Hassle.com founders Alex DePledge and Jules Coleman
Hassle.com founders Alex DePledge and Jules Coleman

“There were definitely some raised eyebrows early on when two people named Alex and Jules turned up for investor meetings and weren’t men. I think that, and the fact I’d taught myself to code from a book, maybe meant some individuals underestimated us,” said Ms Coleman.

“But once we started building a growing business that was bringing in revenues and creating jobs, people took us seriously,” she added.

But that didn’t mean the business partners escaped friction with funders when Ms DePledge announced she was pregnant with her first child shortly after Hassle had raised money from investors with a view to rolling the business out across Europe.

“Alex getting pregnant then wasn’t necessarily Plan A but one of the reasons we’d started Hassle was because we’d previously been in the corporate world and felt that it was’t conducive to doing things our own way,” said Ms Coleman.

“If you’re at the helm, you should get to set the pace and agenda yourself and that was something that was really important to us. When we set up our new business, we were very upfront with investors about having lives outside of work,” she added.

Initiatives

Ms Coleman welcomed the increase in initiatives aimed at encouraging more women to set up their own businesses, while lamenting the need for them. She also stressed that, while access to financing may be critical for many start-ups, VC funding isn’t the be-all and end-all.

“VC is just a form of financing that has become very sexy. But you wouldn’t celebrate getting a payday loan and, just as with them, there are similar terms attached to VC funding,” said Ms Coleman.

Resi, their new venture, helps homeowners weigh up possible renovations on the cheap, quickly, and without having to engage with builders. The service effectively replaces what an architect would do during the early stages of a potential project by preparing designs and providing reports relating to planning processes and overall costs.

The company, which took in about €1.3 million in angel investment last year, has grown faster than was envisaged with more than 500 projects completed to date. It currently employs 30 people and is branching out to Ireland, where it has already been involved in a number of projects.
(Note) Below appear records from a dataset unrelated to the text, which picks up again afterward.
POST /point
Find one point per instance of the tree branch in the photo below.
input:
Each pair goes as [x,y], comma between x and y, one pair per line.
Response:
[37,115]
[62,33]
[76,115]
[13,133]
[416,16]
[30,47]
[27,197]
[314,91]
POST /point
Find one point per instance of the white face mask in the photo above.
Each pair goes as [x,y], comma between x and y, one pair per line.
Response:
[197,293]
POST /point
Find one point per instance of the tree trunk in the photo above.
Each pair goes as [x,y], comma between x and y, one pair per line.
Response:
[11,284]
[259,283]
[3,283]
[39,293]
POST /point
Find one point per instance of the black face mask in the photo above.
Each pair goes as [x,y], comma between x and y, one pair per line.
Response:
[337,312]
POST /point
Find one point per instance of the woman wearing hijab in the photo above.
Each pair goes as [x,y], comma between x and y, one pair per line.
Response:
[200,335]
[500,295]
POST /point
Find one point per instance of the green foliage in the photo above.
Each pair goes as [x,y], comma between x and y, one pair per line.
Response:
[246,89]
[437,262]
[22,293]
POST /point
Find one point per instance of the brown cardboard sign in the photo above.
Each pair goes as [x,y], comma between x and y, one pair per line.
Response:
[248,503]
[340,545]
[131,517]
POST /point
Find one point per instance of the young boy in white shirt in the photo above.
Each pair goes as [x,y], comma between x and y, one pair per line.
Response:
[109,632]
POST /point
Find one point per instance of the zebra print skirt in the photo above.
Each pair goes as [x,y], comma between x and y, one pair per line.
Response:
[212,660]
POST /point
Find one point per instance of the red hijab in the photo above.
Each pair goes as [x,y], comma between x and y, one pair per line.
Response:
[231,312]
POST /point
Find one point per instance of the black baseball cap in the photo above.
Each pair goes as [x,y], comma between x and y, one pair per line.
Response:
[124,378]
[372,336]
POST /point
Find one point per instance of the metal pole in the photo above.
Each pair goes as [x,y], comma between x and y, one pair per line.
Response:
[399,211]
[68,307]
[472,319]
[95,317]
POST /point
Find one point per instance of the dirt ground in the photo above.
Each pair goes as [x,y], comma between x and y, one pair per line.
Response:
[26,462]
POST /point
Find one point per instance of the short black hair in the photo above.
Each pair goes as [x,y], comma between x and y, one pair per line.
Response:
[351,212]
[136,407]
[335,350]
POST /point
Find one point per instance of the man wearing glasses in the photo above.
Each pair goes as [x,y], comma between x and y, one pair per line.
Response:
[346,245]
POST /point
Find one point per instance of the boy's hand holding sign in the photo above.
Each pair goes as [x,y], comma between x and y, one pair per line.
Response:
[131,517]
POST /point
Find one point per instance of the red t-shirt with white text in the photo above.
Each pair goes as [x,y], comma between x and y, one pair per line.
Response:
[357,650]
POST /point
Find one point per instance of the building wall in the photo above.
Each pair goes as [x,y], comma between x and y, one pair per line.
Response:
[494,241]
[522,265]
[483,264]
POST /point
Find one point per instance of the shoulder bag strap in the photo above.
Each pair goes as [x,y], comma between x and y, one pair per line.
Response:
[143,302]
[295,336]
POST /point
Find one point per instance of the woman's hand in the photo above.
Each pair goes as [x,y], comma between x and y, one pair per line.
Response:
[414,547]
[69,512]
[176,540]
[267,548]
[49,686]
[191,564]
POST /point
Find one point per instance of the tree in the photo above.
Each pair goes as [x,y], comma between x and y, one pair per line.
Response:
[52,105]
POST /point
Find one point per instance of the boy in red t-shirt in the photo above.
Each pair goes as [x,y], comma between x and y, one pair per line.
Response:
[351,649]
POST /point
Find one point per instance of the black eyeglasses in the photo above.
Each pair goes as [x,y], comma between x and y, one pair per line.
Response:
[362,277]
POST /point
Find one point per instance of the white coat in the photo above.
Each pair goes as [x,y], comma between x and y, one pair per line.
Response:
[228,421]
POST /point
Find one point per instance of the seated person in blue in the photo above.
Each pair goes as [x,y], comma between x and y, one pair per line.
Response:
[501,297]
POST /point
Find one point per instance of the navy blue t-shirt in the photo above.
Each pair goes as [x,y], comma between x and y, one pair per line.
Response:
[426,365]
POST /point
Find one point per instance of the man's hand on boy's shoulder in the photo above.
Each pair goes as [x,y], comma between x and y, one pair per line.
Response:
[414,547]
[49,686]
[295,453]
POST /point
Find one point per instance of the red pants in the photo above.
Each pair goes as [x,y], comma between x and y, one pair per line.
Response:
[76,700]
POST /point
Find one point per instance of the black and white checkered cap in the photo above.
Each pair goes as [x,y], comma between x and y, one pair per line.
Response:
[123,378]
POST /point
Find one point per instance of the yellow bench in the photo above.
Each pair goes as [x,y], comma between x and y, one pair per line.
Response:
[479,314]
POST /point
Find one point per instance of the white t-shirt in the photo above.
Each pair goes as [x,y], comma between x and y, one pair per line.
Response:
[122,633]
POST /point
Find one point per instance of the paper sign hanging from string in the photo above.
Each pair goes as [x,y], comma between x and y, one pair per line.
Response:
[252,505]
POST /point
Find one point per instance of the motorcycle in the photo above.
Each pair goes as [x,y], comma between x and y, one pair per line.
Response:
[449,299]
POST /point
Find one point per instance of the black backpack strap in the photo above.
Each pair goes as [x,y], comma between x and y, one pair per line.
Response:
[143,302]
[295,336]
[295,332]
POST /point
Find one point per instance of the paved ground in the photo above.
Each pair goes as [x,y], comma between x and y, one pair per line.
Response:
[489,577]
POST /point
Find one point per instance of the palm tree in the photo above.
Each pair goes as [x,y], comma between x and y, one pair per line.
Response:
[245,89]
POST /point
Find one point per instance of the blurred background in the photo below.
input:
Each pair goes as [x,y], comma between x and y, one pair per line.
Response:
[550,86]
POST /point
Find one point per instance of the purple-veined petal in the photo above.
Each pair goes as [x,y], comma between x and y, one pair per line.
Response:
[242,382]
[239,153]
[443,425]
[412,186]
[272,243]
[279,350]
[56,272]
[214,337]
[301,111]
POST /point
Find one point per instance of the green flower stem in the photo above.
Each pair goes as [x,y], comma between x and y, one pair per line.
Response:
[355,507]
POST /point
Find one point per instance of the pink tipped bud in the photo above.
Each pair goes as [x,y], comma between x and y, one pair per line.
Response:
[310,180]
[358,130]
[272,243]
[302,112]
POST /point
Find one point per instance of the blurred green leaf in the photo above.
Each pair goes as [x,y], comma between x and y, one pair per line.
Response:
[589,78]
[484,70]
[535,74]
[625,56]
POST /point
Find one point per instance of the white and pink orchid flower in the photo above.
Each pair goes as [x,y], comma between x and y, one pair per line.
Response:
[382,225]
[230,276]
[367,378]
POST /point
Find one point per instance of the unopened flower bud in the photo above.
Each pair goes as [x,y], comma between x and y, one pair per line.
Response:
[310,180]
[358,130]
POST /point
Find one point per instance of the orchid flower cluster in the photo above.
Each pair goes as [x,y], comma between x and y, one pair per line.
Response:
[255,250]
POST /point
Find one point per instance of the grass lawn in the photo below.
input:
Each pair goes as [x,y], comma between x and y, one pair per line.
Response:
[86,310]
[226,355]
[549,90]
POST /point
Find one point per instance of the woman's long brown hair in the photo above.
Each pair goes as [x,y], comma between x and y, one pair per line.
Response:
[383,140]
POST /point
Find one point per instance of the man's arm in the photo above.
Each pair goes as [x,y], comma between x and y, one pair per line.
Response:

When she first gave up her comfortable corporate job to go it alone, Ms Coleman half expected to end up back in the daytime job a short time later “with a renewed sense of gratitude for having a regular salary”.

Thankfully, things haven’t turned out that way. But, while she is keen to see other women setting up their own businesses, she highlights the need to derisk things as much as possible ahead of time.

“If starting a business is likely to jeopardise everything, you might want to think long and hard as to whether to do it or not. But if you can make things relatively safe and feel like you’ll always regret it if you don’t give it a try, then you really should go for it,” she said.